ASIC invites feedback on the consultation paper from all interested stakeholders. Submissions are due by Friday 17 November 2017.

 

ASIC’s Releases MoneySmart tips for home buyers

ASIC has launched a series of videos to help consumers make MoneySmart decisions when buying a home. Some would say, better late than never!

The recommendations on budgeting are especially pertinent.  However a weakness of the MoneySmart calculators are they they are static, we think they need a calculator to show the impact of changing interest rates for example. That said, the TrackMySpend App is a really useful tool to get to grips with what is being spent.

TV personality Shelley Craft hosts five videos featuring essential tips on the key decisions involved with a buying a home including:

  • How to get a home loan;
  • Working out how much you can afford with a mortgage;
  • Saving to buy a home;
  • Understanding the hidden costs of buying a home and;
  • Being a guarantor for a home loan.

‘For many people, buying a home is likely to be their biggest investment. We encourage home buyers to take the time to understand their individual financial position and be aware of what they are committing to with a home loan. And it is always a good idea to shop around for the best deal’, said Peter Kell, ASIC’s Deputy Chairman.

‘It can be challenging to build a home deposit, a good place to start is to create a budget to understand how much you can comfortably afford to save, borrow and repay. ASIC’s MoneySmart offers a range of useful calculators and resources, including the savings goals and mortgage calculators, to help Australians take control of their money and reach their savings goals’, added Mr Kell.

Shelley Craft emphasised the importance of the issues addressed in the video series including the real costs involved with buying a home, saving for a deposit, the first home owner grant, interest rates and mortgage repayments.

‘Buying a home is full of excitement but it can also be stressful, especially the financial aspects’, said Shelley Craft, ‘it’s important to take your time, consider all your options and be sure to ask lots of questions, so you understand what you’re signing up for’.

‘Don’t rely on just one source when you’re shopping around for a home loan because saving even half a percent on the interest rate can save you thousands of dollars over time’, added Ms Craft.

To see ASIC’s financial tips for home buyers visit ASIC’s MoneySmart website.

Background

ASIC is the Australian Government agency responsible for financial literacy, consistent with its strategic priority to promote confidence and trust in the financial system.
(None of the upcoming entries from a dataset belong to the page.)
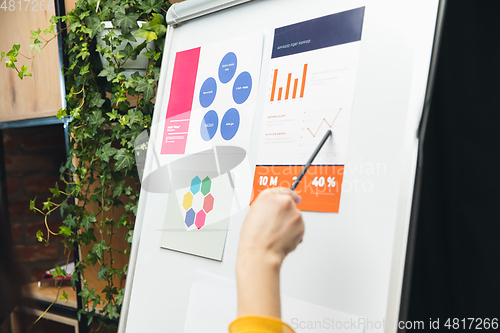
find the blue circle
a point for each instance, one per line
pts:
(227, 67)
(242, 87)
(209, 125)
(207, 92)
(230, 124)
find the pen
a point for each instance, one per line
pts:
(311, 159)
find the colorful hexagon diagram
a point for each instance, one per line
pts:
(205, 185)
(200, 219)
(190, 215)
(195, 185)
(208, 203)
(198, 202)
(187, 202)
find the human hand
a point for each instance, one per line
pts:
(273, 228)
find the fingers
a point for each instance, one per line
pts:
(297, 199)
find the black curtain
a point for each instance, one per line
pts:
(456, 272)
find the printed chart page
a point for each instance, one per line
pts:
(310, 90)
(208, 121)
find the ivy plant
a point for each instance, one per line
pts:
(106, 111)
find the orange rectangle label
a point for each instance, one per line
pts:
(320, 188)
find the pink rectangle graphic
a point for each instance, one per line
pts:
(180, 102)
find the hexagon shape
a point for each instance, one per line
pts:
(197, 202)
(187, 202)
(195, 185)
(205, 185)
(208, 203)
(200, 219)
(190, 215)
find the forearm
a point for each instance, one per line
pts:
(258, 285)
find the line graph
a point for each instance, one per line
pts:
(326, 122)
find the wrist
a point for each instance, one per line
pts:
(252, 259)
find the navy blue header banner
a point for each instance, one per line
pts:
(326, 31)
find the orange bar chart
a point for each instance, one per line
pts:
(286, 88)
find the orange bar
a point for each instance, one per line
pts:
(320, 188)
(303, 81)
(295, 84)
(288, 85)
(274, 84)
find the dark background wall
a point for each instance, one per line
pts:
(457, 255)
(33, 156)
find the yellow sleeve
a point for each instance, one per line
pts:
(259, 324)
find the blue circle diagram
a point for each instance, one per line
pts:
(242, 87)
(209, 125)
(227, 67)
(207, 92)
(230, 124)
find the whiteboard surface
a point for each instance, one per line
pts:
(352, 261)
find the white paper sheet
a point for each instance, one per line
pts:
(213, 306)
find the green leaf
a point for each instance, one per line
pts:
(150, 5)
(96, 100)
(14, 51)
(125, 21)
(112, 311)
(106, 152)
(94, 24)
(113, 115)
(50, 30)
(149, 35)
(24, 72)
(32, 204)
(70, 221)
(118, 188)
(63, 230)
(134, 116)
(36, 45)
(35, 34)
(99, 248)
(55, 191)
(147, 86)
(61, 113)
(108, 72)
(74, 278)
(96, 118)
(156, 73)
(58, 272)
(128, 36)
(47, 204)
(64, 296)
(123, 159)
(87, 220)
(102, 273)
(85, 69)
(39, 236)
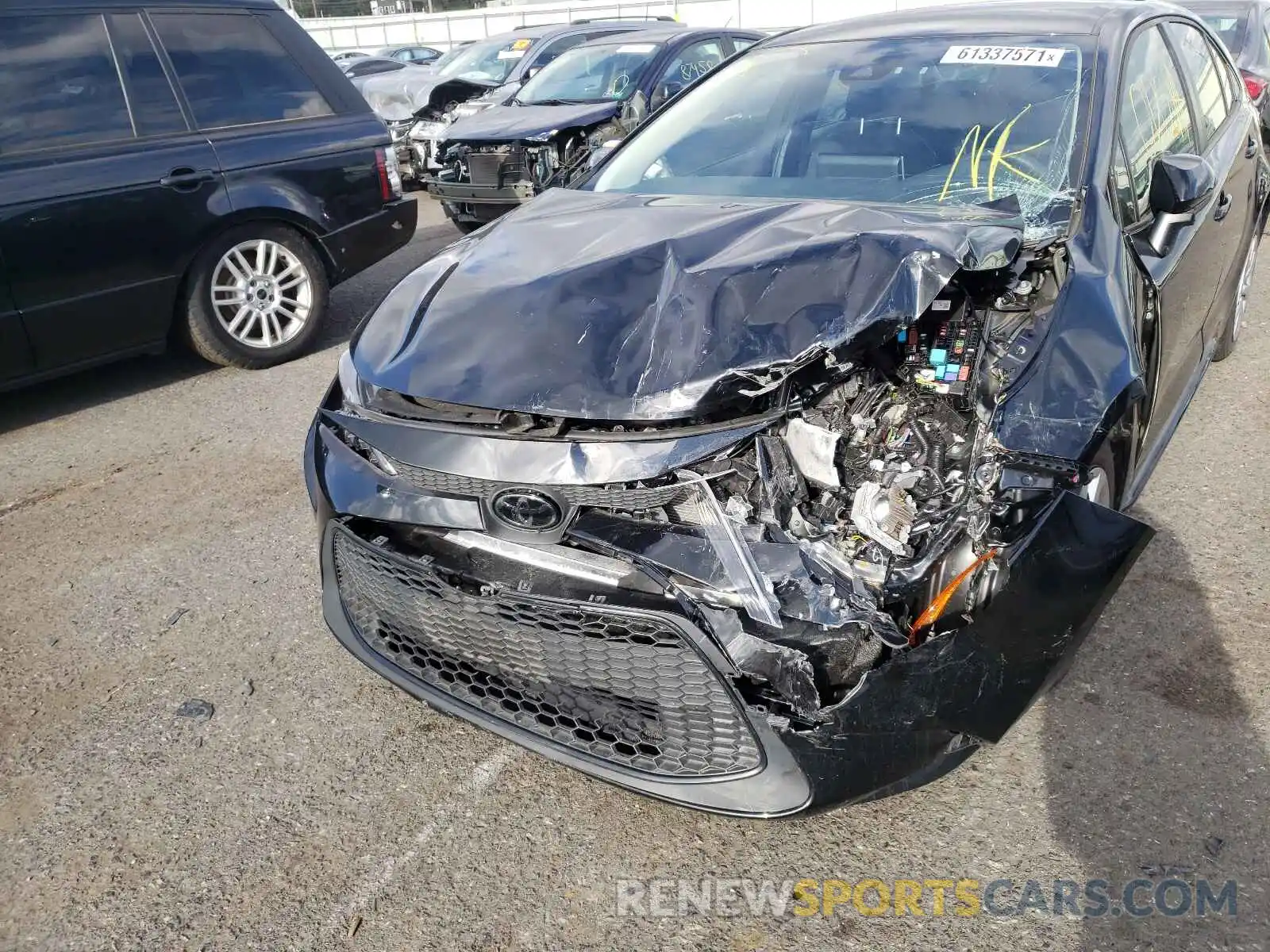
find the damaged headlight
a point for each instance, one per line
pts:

ASIC supports the financial capability of Australians to improve their financial knowledge and skills and develop the attitudes and behaviours to make good financial decisions.

ASIC leads and coordinates the National Financial Literacy Strategy, which sets out a national framework for financial literacy work in Australia. The Strategy highlights the importance of people having access to tailored resources and tools, and addressing the financial issues facing vulnerable sectors of the community. People experiencing high financial stress and crisis are identified as one of a number of priority audiences in the National Strategy.